Deutlich weniger Beschäftigte als beim letzten Streik versammelten sich vor den Werkstoren: Statt 200 waren es nur 100 der rund 600 Beschäftigten. Die Produktion stand damit am Donnerstagmorgen trotzdem still, erklärt Norbert Zirnsak, Erster Bevollmächtigter der IG Metall Würzburg. Beim letzten Mal hätten zwei Schichten gestreikt, diesmal sei es nur die Frühschicht. Dahinter stecke eine Strategie der Gewerkschaft: "Wir signalisieren dem Unternehmen: Wir ziehen noch nicht alle Karten, die wir haben."

Streit um ein Unternehmensgutachten landete vor Gericht

Bei der IG Metall sei es gute Tradition, sich gegenseitig zu unterstützen, so Zirnsak in seiner Rede vor den Streikenden. Delegationen der Betriebe Warema, Procter & Gamble, Brose und Dematic waren vor Ort und sprachen ihre Unterstützung aus. "Wenn die Familie Wenz nicht einlenkt, werden wir mit den Kollegen aus anderen Gewerkschaften vor das Rathaus ziehen", so Zirnsak.

Betriebsratsvorsitzender Gürcan Erdinc sprach erneut die Drohungen an, die im Unternehmen gefallen sein sollen: "Mitarbeiter werden unter Druck gesetzt und denunziert. Das lassen wir nicht zu", versicherte er. 

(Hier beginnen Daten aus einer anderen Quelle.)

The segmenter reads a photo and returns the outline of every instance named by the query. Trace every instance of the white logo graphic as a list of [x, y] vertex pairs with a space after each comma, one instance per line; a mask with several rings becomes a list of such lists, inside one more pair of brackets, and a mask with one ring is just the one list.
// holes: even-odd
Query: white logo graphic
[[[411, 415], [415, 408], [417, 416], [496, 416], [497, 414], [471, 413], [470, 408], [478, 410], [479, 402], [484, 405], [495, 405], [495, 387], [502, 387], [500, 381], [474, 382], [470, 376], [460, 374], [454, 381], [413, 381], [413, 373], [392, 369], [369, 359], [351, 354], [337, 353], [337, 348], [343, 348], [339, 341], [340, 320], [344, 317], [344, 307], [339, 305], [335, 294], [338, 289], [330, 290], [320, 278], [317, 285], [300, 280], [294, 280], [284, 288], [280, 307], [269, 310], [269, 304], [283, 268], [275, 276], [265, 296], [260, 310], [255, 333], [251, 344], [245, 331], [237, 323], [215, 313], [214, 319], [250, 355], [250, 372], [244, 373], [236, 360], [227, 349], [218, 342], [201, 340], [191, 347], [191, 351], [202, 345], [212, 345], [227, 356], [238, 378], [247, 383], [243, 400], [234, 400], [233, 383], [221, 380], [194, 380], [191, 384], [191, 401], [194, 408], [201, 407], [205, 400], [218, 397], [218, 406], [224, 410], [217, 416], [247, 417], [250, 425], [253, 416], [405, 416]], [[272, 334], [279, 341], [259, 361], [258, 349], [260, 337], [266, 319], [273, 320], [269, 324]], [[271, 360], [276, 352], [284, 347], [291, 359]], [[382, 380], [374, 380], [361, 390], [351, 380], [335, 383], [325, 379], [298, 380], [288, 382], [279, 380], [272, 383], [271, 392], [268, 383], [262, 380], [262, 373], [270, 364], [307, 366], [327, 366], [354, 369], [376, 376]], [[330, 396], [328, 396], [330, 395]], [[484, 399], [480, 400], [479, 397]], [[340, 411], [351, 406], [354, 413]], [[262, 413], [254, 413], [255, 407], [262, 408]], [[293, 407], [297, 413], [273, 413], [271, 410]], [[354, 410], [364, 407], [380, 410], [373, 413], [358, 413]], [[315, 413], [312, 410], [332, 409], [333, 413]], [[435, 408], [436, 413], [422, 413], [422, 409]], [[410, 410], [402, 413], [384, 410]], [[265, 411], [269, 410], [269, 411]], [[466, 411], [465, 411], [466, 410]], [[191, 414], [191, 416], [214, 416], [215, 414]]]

Betriebsratsvorsitzender Gürcan Erdinc (von links) und Norbert Zirnsak, Erster Bevollmächtigter der IG Metall Würzburg, sprachen der Belegschaft Mut zu.
Foto: Tabea Goppelt | Betriebsratsvorsitzender Gürcan Erdinc (von links) und Norbert Zirnsak, Erster Bevollmächtigter der IG Metall Würzburg, sprachen der Belegschaft Mut zu.

"Wir wollen schwarz auf weiß sehen, wie es um die Firma steht. Aber das wird uns ja vom Betrieb verweigert", sagte Erdinc. Jüngst habe sich der Wirtschaftsausschuss Einsicht in ein Bankgutachten erklagt, erklärt Zirnsak. Noch liege der Belegschaft das Dokument aber nicht vor. Daraus ließe sich ableiten, in welche Richtung das Unternehmen in Zukunft gehe und ob die Produktion am Standort Arnstein verbleiben werde, glaubt Zirnsak.

Alexander Thauer, Betriebsratsvorsitzender bei Warema, zeigte sich entsetzt über das Vorgehen der Unternehmensleitung: "Dass ihr euch Informationen erstreiten müsst, die euch gesetzlich selbstverständlich zustehen, ist absurd", sagt er. Jonas Schneider, Regionalsekretär der DGB Unterfranken, sprach im Namen der anderen Gewerkschaften Mut zu. "Einen Haustarifvertrag zu erstreiten, ist eine riesige Leistung", sagte er. Schneider habe Respekt davor, dass die Beschäftigten etwas riskieren und nicht einfach in einen anderen Betrieb wechseln würden.

Die Zukunft der Verhandlungen ist derzeit ungewiss

Immer wieder redete Zirnsak der Belegschaft gut zu: "Der Kampf um einen Tarifvertrag hier wird kein 100-Meter-Lauf sein", sagte er. Der Streik sei ein Recht der Beschäftigten, sie sollten sich nicht einschüchtern lassen. Die Notwendigkeit der Lohnerhöhung betonte er vehement: "Niemand kann es sich leisten, hier nachzugeben."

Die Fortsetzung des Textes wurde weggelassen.